Prior to this piece of legislation, cookies were transmitted in a more covert way, and were a natural part of website design. Bringing them out in the open in such a finger-pointing manner has put the idea in many people’s minds that cookies are viruses – which they aren’t.
Cookies are tiny files placed onto your device to monitor things that can benefit you (such as what item you last viewed) and the site owner (such as your viewing habits while you are there). It is true, admittedly, that along with the good cookies there are a few bad ones lurking at the bottom of the jar – but most of these are just a bit irritating rather than downright evil.
Useful cookies make it easier for sites to give you information that is relevant to your needs; make form filling faster; and memorise what’s in your shopping basket when you want to take a break. These cookies make web browsing easier and more user-friendly. They also provide website owners with quantitative and qualitative data that they can use to improve the way their site works.
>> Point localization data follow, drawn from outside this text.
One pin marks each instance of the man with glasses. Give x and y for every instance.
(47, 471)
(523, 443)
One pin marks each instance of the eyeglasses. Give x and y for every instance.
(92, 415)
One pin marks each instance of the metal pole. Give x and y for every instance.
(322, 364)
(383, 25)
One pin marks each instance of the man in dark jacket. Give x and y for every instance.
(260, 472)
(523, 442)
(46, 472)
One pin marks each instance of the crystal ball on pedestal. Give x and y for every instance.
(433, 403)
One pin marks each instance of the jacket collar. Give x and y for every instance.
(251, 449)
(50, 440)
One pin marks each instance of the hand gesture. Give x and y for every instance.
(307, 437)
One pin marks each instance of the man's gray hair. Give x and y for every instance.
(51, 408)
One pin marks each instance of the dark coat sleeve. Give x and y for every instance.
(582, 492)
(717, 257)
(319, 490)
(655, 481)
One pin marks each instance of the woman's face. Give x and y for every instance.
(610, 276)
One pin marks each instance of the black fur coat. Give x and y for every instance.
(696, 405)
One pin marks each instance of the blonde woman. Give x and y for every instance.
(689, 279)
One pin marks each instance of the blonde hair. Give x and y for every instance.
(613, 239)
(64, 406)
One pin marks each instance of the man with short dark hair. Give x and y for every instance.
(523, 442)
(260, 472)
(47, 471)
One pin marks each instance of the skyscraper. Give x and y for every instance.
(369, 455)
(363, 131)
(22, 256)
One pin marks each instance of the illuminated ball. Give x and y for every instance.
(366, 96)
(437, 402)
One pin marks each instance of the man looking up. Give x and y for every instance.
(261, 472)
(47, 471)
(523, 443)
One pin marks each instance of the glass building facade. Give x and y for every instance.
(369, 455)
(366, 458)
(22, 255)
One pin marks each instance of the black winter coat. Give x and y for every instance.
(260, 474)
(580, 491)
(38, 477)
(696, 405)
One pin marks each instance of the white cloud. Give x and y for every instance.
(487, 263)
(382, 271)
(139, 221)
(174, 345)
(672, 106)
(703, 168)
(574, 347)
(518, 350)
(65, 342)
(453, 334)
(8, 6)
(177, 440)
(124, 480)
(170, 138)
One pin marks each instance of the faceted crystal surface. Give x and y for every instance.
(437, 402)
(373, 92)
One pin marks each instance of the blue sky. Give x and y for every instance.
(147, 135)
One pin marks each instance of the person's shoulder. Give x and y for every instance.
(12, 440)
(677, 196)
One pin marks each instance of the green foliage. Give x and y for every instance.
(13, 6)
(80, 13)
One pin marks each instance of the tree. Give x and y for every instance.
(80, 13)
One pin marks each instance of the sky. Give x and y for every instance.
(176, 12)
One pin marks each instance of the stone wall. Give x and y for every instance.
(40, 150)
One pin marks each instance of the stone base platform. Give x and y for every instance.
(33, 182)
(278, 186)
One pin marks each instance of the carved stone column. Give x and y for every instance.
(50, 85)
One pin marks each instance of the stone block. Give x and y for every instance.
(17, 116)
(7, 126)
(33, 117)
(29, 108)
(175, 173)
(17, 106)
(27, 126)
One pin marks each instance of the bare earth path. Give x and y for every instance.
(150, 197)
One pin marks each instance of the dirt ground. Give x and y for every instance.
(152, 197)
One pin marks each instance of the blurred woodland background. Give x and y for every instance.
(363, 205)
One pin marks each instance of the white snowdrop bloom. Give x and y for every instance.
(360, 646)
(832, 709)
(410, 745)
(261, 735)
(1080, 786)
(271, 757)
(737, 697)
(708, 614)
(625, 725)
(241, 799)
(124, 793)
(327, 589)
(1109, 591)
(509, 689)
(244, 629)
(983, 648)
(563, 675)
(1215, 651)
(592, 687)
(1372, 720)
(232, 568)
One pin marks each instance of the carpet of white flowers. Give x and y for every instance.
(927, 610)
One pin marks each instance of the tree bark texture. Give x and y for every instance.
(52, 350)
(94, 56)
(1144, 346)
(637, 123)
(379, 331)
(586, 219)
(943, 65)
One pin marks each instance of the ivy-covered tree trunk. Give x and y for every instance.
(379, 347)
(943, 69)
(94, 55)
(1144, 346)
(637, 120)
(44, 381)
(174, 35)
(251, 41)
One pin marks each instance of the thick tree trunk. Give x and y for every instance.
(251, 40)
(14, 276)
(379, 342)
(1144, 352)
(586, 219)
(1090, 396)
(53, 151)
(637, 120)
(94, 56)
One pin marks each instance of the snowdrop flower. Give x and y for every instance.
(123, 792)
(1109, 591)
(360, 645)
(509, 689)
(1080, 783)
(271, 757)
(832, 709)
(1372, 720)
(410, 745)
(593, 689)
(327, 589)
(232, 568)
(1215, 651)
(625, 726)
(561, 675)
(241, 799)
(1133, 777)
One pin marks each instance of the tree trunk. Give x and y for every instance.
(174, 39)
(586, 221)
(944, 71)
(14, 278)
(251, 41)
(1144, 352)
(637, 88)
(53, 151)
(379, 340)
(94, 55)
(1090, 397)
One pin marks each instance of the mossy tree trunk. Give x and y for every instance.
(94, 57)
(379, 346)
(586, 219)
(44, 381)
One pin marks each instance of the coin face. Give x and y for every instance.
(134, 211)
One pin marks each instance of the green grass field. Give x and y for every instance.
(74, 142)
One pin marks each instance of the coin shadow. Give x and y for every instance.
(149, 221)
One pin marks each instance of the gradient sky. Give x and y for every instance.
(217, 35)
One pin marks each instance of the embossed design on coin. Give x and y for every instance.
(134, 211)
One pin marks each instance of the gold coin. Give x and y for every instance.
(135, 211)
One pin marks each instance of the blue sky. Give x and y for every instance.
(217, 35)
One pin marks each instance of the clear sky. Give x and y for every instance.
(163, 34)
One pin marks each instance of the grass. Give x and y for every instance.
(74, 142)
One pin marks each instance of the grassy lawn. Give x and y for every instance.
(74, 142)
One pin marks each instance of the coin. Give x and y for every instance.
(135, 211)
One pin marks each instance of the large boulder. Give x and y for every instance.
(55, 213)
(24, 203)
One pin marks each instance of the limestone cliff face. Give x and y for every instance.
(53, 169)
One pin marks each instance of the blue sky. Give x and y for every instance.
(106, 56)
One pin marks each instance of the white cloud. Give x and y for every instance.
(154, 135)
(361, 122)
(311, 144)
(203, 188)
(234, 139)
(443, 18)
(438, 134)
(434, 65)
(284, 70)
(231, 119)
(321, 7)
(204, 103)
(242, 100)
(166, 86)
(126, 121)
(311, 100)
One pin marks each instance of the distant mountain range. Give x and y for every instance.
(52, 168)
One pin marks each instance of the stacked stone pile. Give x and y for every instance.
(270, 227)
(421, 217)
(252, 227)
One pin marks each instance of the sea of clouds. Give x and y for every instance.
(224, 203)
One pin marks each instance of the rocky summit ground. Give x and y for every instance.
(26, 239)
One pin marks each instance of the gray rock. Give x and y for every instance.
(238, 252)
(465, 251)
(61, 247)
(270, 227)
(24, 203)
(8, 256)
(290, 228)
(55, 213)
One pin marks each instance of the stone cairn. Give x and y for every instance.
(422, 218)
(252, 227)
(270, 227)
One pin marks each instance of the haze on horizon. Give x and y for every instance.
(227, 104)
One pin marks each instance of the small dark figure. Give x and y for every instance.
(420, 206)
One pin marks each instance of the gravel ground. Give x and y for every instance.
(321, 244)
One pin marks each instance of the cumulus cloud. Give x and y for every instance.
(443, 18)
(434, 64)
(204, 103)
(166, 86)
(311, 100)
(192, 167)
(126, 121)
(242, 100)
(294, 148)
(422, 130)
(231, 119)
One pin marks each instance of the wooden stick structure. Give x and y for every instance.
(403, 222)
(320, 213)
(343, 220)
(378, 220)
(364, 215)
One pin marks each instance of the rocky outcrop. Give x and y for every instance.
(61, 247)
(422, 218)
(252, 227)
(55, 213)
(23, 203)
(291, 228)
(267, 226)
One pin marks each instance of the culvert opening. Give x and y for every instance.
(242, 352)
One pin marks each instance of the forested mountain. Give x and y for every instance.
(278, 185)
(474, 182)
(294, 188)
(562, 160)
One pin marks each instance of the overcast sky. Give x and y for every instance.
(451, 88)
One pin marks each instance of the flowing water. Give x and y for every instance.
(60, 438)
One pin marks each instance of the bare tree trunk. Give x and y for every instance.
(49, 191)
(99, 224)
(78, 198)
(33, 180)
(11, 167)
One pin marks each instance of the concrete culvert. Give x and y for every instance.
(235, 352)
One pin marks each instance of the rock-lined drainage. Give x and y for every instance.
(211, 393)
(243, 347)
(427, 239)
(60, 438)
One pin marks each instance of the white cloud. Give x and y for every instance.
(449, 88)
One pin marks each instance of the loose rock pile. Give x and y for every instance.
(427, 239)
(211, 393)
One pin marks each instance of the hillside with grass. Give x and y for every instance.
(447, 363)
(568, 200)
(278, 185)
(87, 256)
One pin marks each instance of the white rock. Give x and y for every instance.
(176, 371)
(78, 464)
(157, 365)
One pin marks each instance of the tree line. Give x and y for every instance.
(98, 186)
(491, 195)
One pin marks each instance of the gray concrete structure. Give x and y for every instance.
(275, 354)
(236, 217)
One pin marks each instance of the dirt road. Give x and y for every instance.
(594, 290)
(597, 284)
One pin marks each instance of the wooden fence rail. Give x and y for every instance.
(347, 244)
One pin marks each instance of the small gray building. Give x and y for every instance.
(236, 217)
There are also cookies that notice, for example, that you have been browsing around a few online camera stores recently, doing a bit of research into a possible birthday present for your other half. And afterwards, every web page you (and your other half) visit is packed with advertisements for cameras! This kind of cookie may be well-meaning, but it can be annoying too.
So cookies are not as dreadful as some may think, and certainly not as hazardous as many of the other digital beasties that are roaming the internet waiting to pounce.